Na miejscu, ośmiu strażaków najpierw wypróbowało sprzęt ratowniczy i sprawdzili jak wygląda turbina od środka. Rozpoznali teren wokół obiektu. Przeprowadzili kilka ćwiczeń na tzw. rozgrzewkę. Potem „ratowali” człowieka, który uległ wypadkowi w środku turbiny, ale był przytomny. Zniesienie rannego po schodach byłoby praktycznie nie możliwe. Zatem strażacy transportowali „rannego” po zewnętrznej stronie wieży.
– Była to trudna akcja. Najgorzej było z wyniesieniem poszkodowanego. Tam w środku jest bardzo mało przestrzeni, praktycznie nie ma ruchu. To bardzo utrudniało działania strażaków – opowiadał nam Jakubowski. Nie ukrywał jednak zadowolenia z tego, że udało się takie ćwiczenia przeprowadzić. – To całkiem nowa sytuacja, nowe doświadczenie. Ale coś takiego cieszy bo nabywamy nowych umiejętności. Nie wiadomo czy kiedyś w ten sposób nie uratujemy komuś życia – tłumaczył. Strażak zaznaczył, że grupa ratowników cały czas poszukuje miejsc, gdzie swobodnie mogą przeprowadzać podobne symulacje wypadków.

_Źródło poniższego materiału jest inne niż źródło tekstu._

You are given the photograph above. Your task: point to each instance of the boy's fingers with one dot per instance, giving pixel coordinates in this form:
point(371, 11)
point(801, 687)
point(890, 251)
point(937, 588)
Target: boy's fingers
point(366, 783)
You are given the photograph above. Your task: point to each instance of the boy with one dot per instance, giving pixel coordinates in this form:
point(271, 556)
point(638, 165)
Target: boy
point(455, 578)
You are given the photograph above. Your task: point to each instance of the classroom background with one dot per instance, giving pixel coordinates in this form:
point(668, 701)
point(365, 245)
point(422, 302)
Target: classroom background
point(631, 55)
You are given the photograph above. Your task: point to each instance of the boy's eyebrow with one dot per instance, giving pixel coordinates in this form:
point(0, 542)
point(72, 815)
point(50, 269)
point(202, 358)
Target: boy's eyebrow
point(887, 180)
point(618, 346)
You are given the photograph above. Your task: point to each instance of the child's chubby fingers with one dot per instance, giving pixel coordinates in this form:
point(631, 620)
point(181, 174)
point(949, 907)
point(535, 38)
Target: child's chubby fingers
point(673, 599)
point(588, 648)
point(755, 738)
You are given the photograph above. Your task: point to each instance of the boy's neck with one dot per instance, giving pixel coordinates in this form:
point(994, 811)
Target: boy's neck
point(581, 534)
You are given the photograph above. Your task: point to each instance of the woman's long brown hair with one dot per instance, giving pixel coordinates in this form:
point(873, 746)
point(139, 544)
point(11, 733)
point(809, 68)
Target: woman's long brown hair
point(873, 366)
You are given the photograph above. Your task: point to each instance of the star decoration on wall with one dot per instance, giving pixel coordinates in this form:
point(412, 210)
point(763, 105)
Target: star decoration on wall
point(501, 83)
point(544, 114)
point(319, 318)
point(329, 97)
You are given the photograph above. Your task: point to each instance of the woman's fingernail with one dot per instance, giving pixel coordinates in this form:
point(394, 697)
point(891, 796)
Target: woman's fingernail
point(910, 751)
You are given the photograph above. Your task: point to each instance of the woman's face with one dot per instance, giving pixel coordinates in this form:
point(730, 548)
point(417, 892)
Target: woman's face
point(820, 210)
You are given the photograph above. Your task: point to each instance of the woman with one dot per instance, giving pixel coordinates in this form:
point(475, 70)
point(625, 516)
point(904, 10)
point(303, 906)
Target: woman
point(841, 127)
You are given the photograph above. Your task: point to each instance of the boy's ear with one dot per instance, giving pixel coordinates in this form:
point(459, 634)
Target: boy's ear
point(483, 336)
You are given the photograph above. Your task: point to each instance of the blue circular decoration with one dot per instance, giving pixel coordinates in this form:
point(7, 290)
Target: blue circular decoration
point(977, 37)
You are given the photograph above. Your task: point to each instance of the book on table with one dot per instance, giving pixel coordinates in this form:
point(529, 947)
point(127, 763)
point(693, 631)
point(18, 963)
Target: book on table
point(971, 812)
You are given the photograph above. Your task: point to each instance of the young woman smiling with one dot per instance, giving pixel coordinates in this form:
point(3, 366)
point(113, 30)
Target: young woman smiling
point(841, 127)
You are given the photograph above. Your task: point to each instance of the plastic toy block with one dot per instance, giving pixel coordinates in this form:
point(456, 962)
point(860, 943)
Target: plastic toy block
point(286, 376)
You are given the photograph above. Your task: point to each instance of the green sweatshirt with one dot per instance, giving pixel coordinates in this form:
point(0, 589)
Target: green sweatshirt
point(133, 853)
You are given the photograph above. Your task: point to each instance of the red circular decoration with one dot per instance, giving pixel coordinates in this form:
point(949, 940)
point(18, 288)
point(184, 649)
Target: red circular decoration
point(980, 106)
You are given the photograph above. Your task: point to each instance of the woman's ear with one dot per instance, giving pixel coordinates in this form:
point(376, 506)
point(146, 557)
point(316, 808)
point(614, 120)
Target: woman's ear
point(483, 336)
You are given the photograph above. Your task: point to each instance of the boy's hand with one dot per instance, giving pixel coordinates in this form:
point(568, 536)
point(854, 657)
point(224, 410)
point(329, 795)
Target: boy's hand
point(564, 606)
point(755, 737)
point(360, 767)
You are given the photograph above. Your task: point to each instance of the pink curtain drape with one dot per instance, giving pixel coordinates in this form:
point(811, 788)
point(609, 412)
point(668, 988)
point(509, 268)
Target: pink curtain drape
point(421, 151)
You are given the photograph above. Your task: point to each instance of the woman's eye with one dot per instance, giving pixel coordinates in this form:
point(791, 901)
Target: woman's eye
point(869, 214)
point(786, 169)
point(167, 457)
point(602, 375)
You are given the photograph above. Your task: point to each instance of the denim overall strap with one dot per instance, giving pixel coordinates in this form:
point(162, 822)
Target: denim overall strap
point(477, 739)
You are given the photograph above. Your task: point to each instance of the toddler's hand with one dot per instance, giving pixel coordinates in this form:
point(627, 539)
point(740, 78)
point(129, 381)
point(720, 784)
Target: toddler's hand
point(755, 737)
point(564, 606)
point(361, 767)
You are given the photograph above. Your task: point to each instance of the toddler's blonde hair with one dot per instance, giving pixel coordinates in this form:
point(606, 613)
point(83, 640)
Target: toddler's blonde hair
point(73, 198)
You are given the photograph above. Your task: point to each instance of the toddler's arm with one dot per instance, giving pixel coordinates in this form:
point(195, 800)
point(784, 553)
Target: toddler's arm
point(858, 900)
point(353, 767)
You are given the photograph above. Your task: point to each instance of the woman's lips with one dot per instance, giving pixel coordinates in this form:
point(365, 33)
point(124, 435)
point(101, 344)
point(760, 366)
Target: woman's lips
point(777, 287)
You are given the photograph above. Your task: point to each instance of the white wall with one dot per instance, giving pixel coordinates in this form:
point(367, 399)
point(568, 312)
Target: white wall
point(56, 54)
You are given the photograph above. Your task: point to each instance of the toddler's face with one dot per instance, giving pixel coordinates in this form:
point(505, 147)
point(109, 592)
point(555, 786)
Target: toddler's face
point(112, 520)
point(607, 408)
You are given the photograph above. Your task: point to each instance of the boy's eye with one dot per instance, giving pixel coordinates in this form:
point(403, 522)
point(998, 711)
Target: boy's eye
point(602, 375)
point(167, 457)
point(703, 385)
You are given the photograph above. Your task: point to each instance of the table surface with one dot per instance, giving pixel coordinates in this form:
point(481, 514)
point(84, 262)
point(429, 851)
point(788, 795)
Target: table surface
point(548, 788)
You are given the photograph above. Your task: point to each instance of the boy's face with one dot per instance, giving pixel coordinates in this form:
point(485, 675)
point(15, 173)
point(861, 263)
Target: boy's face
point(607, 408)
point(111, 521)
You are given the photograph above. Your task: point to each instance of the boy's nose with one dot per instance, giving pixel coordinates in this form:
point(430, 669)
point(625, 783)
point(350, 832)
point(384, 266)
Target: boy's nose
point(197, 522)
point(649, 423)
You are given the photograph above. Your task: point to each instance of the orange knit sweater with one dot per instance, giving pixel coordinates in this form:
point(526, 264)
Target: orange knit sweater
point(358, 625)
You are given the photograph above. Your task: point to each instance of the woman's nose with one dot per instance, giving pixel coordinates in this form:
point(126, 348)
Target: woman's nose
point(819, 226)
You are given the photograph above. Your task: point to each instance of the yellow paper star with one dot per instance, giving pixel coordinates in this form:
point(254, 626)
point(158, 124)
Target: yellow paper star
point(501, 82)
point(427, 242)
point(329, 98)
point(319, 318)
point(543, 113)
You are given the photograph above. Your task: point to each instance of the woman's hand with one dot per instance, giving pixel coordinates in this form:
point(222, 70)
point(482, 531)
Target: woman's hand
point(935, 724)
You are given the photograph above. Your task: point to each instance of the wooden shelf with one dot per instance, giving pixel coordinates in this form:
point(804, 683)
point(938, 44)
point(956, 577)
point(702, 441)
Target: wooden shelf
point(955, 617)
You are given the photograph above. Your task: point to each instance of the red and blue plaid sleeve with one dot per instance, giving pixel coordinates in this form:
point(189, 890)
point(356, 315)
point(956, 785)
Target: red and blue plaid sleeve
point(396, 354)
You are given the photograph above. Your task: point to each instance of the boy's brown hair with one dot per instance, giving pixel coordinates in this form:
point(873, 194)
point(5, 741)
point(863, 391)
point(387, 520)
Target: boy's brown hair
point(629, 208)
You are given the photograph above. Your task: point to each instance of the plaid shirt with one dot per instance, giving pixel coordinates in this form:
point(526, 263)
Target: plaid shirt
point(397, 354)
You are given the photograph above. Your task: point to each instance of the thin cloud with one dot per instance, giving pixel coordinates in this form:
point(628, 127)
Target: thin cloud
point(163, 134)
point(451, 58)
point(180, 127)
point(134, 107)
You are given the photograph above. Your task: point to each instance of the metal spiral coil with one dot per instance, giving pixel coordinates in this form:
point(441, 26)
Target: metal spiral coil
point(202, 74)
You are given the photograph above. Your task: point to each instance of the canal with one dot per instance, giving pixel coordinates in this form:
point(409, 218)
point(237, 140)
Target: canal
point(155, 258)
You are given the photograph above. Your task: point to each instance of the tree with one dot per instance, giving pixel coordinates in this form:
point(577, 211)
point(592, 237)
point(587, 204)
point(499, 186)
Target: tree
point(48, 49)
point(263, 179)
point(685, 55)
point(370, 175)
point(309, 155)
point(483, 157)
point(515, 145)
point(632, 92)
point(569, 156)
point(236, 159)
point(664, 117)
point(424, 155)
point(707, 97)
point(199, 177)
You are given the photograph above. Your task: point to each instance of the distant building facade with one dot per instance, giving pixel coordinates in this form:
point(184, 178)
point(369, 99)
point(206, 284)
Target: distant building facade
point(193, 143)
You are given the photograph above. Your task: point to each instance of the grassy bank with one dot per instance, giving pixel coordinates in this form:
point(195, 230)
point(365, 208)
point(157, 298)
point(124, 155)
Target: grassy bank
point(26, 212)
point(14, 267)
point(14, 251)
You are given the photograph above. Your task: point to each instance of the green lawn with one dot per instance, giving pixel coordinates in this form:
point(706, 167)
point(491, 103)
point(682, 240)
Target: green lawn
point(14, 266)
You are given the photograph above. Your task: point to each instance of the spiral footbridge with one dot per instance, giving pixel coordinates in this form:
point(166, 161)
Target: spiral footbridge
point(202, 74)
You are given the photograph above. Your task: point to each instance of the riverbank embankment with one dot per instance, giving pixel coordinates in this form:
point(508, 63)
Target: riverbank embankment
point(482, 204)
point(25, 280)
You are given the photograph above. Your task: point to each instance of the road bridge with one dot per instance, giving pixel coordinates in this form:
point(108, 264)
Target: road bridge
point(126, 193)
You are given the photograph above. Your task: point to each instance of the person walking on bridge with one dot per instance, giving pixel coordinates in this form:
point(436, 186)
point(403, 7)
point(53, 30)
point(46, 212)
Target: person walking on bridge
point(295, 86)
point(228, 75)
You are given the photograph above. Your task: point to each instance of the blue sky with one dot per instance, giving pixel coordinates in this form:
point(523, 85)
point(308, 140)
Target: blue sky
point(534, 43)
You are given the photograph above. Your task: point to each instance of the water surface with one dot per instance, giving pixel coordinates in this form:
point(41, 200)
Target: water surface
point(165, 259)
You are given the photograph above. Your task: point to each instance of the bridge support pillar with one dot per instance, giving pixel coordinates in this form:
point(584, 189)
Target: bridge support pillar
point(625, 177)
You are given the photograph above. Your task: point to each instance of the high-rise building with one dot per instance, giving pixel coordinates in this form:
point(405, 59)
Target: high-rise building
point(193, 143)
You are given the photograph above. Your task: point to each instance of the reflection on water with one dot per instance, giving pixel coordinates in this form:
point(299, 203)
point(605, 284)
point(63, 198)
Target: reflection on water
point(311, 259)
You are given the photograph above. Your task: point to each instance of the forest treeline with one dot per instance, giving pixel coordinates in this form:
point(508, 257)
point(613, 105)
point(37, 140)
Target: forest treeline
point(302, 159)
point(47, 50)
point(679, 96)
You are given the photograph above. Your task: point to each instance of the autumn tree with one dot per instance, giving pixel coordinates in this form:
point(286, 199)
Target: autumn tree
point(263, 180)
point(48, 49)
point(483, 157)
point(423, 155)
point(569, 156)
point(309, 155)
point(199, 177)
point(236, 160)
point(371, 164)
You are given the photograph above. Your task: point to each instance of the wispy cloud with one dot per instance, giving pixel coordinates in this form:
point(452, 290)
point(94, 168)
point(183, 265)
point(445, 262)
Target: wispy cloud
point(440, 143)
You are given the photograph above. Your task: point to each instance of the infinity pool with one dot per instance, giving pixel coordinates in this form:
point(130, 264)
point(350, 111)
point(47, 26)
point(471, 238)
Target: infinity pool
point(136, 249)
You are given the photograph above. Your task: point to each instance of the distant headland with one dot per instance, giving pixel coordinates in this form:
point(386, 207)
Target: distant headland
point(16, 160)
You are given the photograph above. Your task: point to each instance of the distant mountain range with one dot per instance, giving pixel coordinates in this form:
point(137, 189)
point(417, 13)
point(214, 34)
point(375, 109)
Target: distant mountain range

Tu apel do firm i osób prywatnych, które mają jakieś pomysły czy widzą w okolicy trudno dostępne miejsce, gdzie może zdarzyć się nieszczęście. Strażacy z Podolszyc chętnie przyjadą. Przećwiczą akcję ratunkową nawet w najtrudniejszych warunkach. Szczególne podziękowania ratownicy z Płocka, kierują do pana Pawła Tepera, którego firma serwisuje i montuje turbiny wiatrowe. To dzięki niemu płoccy ratownicy są dziś przygotowani na ratowanie życia człowieka, który na szczycie turbiny wiatrowej złamie nogę, będzie miał zawał serca czy ulegnie innemu wypadkowi, który nie pozwoli zejść po stromych schodach.